Easy is my favorite meal, so we’re sharing 5 meals that use 5 ingredients or less! Most of these meals you can prep, throw together and forget about until it’s time to eat.
Note: Any necessary spices are not included in the 5 ingredients for each meal.
Tuna (or Chicken) Noodle Casserole
- Egg Noodles (16 oz. bag)
- Tuna or Chicken (3 small cans)
- Shredded Cheddar Cheese (2 cups – save half to sprinkle on top)
- Cream of Mushroom Soup (10½ oz. can)
- Milk (fill the Cream of Mushroom can halfway – my kind of measuring)
- Optional (but highly recommended) – Crushed crackers or potato chips to sprinkle on top
- Preheat oven to 350º F
- Boil noodles on the stove until tender
- While noodles are boiling, mix tuna, cream of mushroom, milk, and 1 cup of cheese in a casserole dish
- Once the noodles are done, drain water, and add noodles to the casserole dish
- Mix the ingredients until evenly distributed
- Sprinkle remaining cheese evenly on top
- Place casserole in the oven and cook for 30 minutes or until center is warm
- If using crackers or chips, sprinkle on top of the dish during the last ten minutes
- Serve warm and enjoy!
- Burrito Shells (8 total)
- Boneless, Skinless Chicken Breasts (3 – 4)
- Salsa (16 oz. jar)
- Black Beans (1 can)
- Shredded Cheese (1 cup)
- Preheat oven to 425º F
- Pour a layer of salsa into a 9×13 glass dish
- Place raw chicken breasts over salsa then pour the remaining salsa on top of the chicken. Bake in the oven for 30 minutes or until internal temperature reaches 165º F.
- Once done, shred chicken and mix with black beans in a bowl
- Divide the chicken and beans onto 8 burrito shells, then roll and place in the same 9×13 glass dish. There will be salsa leftover – this creates your sauce.
- Once you have rolled the burrito shells and placed in the glass dish, pour the leftover salsa/sauce over the rolled enchiladas
- Sprinkle with cheese and pop in the oven until melted!
Two-Ingredient Pizza Dough
- Self-Rising Flour (1 cup)
- Greek Yogurt (1 cup)
- Cheese of your Choice (no limits on cheese!)

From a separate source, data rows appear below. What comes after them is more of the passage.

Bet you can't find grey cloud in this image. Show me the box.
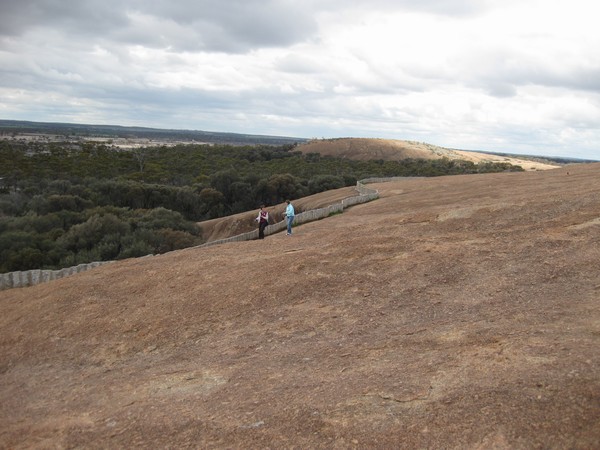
[0,0,316,52]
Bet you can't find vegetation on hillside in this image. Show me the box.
[0,141,521,272]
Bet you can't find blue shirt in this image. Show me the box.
[285,203,296,217]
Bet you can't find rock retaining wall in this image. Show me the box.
[0,178,382,291]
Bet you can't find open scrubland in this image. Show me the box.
[0,164,600,449]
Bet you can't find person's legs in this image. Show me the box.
[258,222,267,239]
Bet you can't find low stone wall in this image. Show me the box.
[198,178,379,247]
[0,178,380,291]
[0,261,113,291]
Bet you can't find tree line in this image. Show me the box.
[0,141,522,272]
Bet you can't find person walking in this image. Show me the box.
[285,200,296,236]
[254,205,269,239]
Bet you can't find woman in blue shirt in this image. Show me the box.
[285,200,296,236]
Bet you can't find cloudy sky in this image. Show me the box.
[0,0,600,160]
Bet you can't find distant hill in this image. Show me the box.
[0,120,307,145]
[298,138,560,170]
[0,163,600,449]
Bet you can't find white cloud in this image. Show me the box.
[0,0,600,159]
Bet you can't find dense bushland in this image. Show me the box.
[0,141,521,272]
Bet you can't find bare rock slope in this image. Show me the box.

- Marinara Sauce (1/2 cup)
- Your Favorite Topping!
- Preheat oven to 425º F
- In a medium bowl, mix together greek yogurt and flour with a fork until fully mixed. If the dough seems too sticky, add a tablespoon of flour at a time. There is no need to let the dough sit or rise before rolling out.
- Sprinkle flour on a flat surface and roll out the dough until you’ve achieved your desired thickness
- Spray a dark baking sheet with oil and place pizza dough on the baking sheet
- Using the back of a spoon, spread the marinara sauce on the dough
- Sprinkle on the cheese and desired pizza toppings
- Bake in the oven for 15 minutes or until the bottom of the crust is slightly crispy and cheese has fully melted. Baking times may vary based on oven and pizza thickness.
- Let cool and enjoy warm!
Philly Cheesesteak Peppers
- Red Peppers (3)
- Yellow Onion (1)
- Steak (or chicken for a more budget-friendly option!) (1 lb.)
- Provolone Cheese (6 slices)
- Preheat oven to 375º F
- Cut red peppers in half, brush with olive oil, and place on a baking sheet
- Cook peppers for 10 – 15 minutes to soften
- Slice the onion and meat and combine in a pan. Cook on the stove on medium heat until internal temperature reaches 165º F.
- Once the mixture is done, pull the peppers from the oven. Distribute the mixture evenly between the 6 pepper halves.
- Place 1 cheese slice on each pepper
- Cook in the oven for 10 minutes or until cheese is melted and peppers are tender
- Enjoy warm! Serve the dish alone or with a side of rice.
Crockpot Mushroom Chicken
- Onion (1 small)
- Mushrooms (8 oz. – canned works too!)
- Low Sodium Chicken Broth (1 cup)
- Orzo Pasta (1 cup uncooked)
- Boneless, Skinless Chicken Breasts (1.5 lbs.)
- Salt (1/4 teaspoon)
- Pepper (1/4 teaspoon)
- Garlic powder (1/2 teaspoon)
- Paprika (1/2 teaspoon)
- Place chicken in a slow cooker and sprinkle with salt and pepper
- Chop onion and mushrooms and transfer to the slow cooker
- Add your spices and chicken broth to the slow cooker, and stir gently
- Cook on low for 4 – 5 hours or on high for 2 – 2½ hours
- Once the chicken is cooked through, add orzo and cook for 15 – 20 minutes. Make sure the orzo is in contact with the chicken broth.
- Once the orzo is tender, it’s time to eat! If you have grated parmesan cheese, sprinkle on top for a little extra flavor.